Secretaria do MPF responsável pelos acordos de cooperação internacional admite ao GGN que não participa das "negociações" entre a força-tarefa de Curitiba e oficiais estadunidenses. Defensor de Lula, Cristiano Zanin suspeita que irregularidades vão além de acordos de cooperação internacional secretos


Jornal GGN - A defesa de Lula suspeita que além de a Lava Jato exportar irregularmente seus principais delatores para ajudar em procedimentos secretos nos Estados Unidos, a força-tarefa também aceita auxílio de autoridades estrangeiras, em território nacional, ou fazem uso de tecnologia por elas ofertadas, com o intuito de enquadrar o ex-presidente da República, entre outros objetivos.
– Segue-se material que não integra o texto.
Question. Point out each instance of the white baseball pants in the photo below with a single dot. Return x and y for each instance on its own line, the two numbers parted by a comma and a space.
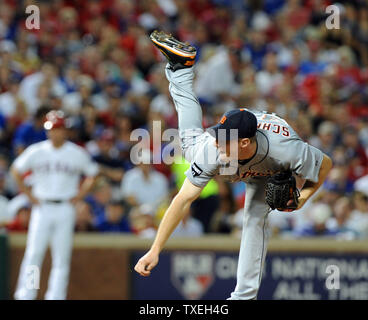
52, 224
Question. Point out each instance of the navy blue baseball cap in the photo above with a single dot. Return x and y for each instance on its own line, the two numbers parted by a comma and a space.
239, 119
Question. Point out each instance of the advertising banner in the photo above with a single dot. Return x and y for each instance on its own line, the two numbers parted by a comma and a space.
201, 275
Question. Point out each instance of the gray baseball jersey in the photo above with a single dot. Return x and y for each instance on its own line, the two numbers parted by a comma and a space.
279, 148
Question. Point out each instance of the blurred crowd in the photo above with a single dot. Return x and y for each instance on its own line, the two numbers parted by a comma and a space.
93, 59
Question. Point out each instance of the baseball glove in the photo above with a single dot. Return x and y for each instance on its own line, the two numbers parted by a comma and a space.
280, 189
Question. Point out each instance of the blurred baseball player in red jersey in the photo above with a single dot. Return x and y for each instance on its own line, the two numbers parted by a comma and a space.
57, 166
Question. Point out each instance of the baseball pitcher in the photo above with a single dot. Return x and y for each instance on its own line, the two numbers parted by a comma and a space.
265, 145
57, 166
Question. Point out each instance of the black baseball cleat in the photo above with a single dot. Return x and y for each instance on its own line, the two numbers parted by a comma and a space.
179, 54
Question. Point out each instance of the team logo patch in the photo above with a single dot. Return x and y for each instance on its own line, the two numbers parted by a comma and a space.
192, 274
196, 171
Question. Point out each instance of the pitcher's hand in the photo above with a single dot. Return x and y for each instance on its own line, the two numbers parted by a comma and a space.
146, 263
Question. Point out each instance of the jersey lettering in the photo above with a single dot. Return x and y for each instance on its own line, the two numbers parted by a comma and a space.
286, 132
277, 129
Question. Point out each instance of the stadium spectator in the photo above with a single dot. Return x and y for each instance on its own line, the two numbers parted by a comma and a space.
143, 184
113, 218
31, 131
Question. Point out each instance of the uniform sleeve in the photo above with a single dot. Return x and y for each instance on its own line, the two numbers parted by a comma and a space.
89, 167
26, 159
202, 168
305, 160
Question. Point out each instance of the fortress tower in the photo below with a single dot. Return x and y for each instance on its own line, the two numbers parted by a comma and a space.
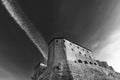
68, 61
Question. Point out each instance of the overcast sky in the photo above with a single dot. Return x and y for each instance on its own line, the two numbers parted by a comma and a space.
94, 24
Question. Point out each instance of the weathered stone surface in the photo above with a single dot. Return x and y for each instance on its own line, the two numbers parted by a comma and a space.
68, 61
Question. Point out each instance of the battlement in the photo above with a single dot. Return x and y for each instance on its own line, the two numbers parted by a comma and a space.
69, 61
71, 52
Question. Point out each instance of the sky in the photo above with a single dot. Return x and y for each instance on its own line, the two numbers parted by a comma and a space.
94, 24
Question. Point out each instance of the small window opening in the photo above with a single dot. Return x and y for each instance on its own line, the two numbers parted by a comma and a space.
79, 52
95, 64
80, 61
83, 49
91, 63
75, 61
85, 62
56, 40
72, 49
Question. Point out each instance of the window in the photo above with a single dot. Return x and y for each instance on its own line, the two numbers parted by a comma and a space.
80, 61
91, 63
85, 62
75, 61
95, 63
79, 52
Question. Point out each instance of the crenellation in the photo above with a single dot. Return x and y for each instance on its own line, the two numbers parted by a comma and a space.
69, 61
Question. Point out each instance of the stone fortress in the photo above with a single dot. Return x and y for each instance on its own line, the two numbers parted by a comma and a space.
69, 61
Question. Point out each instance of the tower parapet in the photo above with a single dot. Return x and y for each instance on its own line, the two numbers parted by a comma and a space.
69, 61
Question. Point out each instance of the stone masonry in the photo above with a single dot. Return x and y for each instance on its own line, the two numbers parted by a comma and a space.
69, 61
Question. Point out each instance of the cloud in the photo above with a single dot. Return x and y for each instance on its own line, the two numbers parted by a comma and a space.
6, 74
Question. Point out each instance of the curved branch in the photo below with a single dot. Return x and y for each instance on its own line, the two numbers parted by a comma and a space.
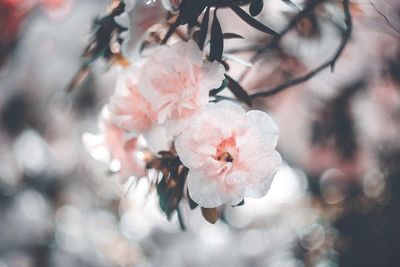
330, 63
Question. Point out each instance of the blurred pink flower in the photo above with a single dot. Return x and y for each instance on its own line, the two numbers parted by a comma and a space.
133, 113
115, 147
230, 154
176, 82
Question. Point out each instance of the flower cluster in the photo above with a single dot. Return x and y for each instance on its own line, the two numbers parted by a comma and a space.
211, 151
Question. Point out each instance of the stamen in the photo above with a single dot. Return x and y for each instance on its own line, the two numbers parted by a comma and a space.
225, 156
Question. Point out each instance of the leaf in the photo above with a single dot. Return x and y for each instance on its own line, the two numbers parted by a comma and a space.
292, 4
211, 215
217, 41
213, 92
191, 10
192, 204
256, 7
251, 21
241, 203
202, 35
231, 35
238, 91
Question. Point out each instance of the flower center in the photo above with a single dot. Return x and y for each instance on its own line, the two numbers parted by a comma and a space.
226, 150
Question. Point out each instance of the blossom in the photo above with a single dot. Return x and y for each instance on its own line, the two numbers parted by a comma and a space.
115, 147
133, 113
176, 82
230, 154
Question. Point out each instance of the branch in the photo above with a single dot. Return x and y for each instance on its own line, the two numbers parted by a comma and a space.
330, 63
385, 17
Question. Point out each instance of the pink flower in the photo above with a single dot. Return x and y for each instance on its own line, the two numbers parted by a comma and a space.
176, 82
133, 113
115, 147
230, 154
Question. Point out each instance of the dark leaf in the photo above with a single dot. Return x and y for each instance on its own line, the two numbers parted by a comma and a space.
217, 41
251, 21
231, 35
172, 29
256, 7
211, 215
213, 92
292, 4
192, 204
241, 203
238, 91
190, 10
202, 35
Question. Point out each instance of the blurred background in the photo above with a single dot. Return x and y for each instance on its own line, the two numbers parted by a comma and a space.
335, 202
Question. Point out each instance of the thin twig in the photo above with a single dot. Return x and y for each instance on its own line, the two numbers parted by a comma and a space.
330, 63
388, 22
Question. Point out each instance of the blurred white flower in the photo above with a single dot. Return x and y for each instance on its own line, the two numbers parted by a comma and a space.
138, 17
115, 147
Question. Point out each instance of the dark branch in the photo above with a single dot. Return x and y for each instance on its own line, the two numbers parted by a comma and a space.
330, 63
387, 20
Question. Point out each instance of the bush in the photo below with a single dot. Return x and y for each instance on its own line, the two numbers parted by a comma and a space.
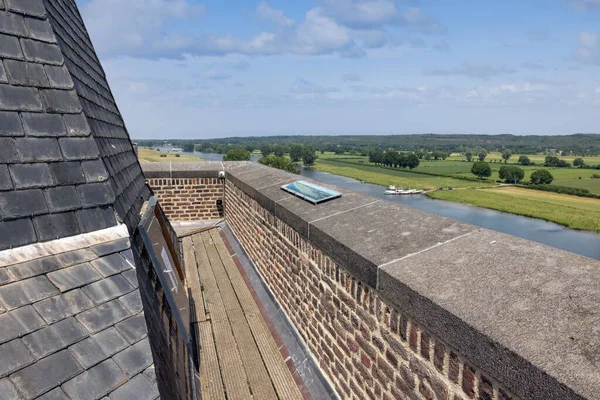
541, 177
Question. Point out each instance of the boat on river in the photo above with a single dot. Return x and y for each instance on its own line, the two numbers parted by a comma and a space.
393, 190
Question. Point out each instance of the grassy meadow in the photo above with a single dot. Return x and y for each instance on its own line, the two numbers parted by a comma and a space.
146, 154
573, 212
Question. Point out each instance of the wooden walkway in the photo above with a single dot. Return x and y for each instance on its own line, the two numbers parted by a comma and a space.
239, 358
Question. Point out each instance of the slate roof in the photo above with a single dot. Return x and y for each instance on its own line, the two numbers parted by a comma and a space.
72, 323
67, 165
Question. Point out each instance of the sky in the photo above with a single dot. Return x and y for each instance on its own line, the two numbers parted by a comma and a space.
218, 68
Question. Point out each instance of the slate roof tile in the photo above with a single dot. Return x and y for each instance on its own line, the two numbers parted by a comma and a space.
22, 203
138, 387
38, 149
62, 199
96, 194
40, 29
115, 246
18, 323
5, 180
10, 47
103, 316
3, 77
16, 233
111, 264
67, 173
73, 277
35, 267
23, 73
96, 382
17, 98
55, 226
55, 394
46, 374
10, 125
60, 101
107, 289
79, 148
76, 257
8, 391
62, 306
37, 124
135, 359
59, 77
27, 176
12, 24
55, 337
26, 291
28, 7
14, 356
94, 171
93, 219
42, 52
8, 150
98, 347
133, 329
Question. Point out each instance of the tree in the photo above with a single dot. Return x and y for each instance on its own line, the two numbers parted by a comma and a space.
524, 160
482, 154
469, 155
541, 177
279, 150
237, 154
296, 152
511, 174
412, 161
376, 156
266, 149
481, 169
308, 155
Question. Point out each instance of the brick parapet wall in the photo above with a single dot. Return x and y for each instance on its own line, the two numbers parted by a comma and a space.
367, 348
188, 199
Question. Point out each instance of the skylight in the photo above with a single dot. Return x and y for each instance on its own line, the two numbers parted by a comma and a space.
310, 192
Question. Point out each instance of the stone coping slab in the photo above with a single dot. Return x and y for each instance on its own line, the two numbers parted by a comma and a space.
525, 313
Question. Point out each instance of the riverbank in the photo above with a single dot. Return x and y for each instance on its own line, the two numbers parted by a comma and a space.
570, 211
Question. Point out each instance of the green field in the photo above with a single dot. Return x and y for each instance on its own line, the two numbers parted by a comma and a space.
386, 177
459, 167
570, 211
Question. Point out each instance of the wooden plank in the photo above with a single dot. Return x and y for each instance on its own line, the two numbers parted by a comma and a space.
211, 383
232, 371
197, 312
279, 372
258, 378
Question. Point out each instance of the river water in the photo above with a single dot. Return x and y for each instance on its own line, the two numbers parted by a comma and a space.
579, 242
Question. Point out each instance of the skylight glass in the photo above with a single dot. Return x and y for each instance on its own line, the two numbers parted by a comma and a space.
310, 192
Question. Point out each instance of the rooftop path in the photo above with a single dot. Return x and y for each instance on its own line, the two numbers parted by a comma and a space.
239, 355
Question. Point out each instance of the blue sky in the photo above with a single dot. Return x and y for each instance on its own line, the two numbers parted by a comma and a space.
201, 69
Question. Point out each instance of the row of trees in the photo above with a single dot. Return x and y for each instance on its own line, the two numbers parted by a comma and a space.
511, 174
394, 159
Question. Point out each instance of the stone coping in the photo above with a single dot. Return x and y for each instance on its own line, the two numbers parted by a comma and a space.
525, 313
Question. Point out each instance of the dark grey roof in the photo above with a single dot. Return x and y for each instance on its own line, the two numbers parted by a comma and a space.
72, 324
67, 165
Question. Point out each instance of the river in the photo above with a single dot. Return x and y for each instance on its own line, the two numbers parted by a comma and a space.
551, 234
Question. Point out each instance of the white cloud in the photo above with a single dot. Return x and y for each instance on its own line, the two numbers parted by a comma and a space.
585, 5
589, 48
471, 70
265, 12
350, 77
Em entrevista ao GGN, realizada por e-mail, nesta quinta (8), o advogado Cristiano Zanin Martins questionou os métodos usados pela força-tarefa para monitorar o ex-presidente. Ele citou, inclusive, o episódio em que o juiz Sergio Moro vazou para a imprensa o áudio de uma conversa entre Lula e Dilma Rousseff, material que fomentou a tempestade perfeita para o impeachment.

"O que estamos vendo é que agentes públicos que integram a força-tarefa da Lava Jato estão atuando em conjunto com agentes estrangeiros, inclusive em território brasileiro, sem que haja qualquer formalização dessa cooperação. Isso parece estar ocorrendo não só em relação a delações premiadas internacionais, mas também em relação a atos de investigação e inteligência policial", disse Zanin.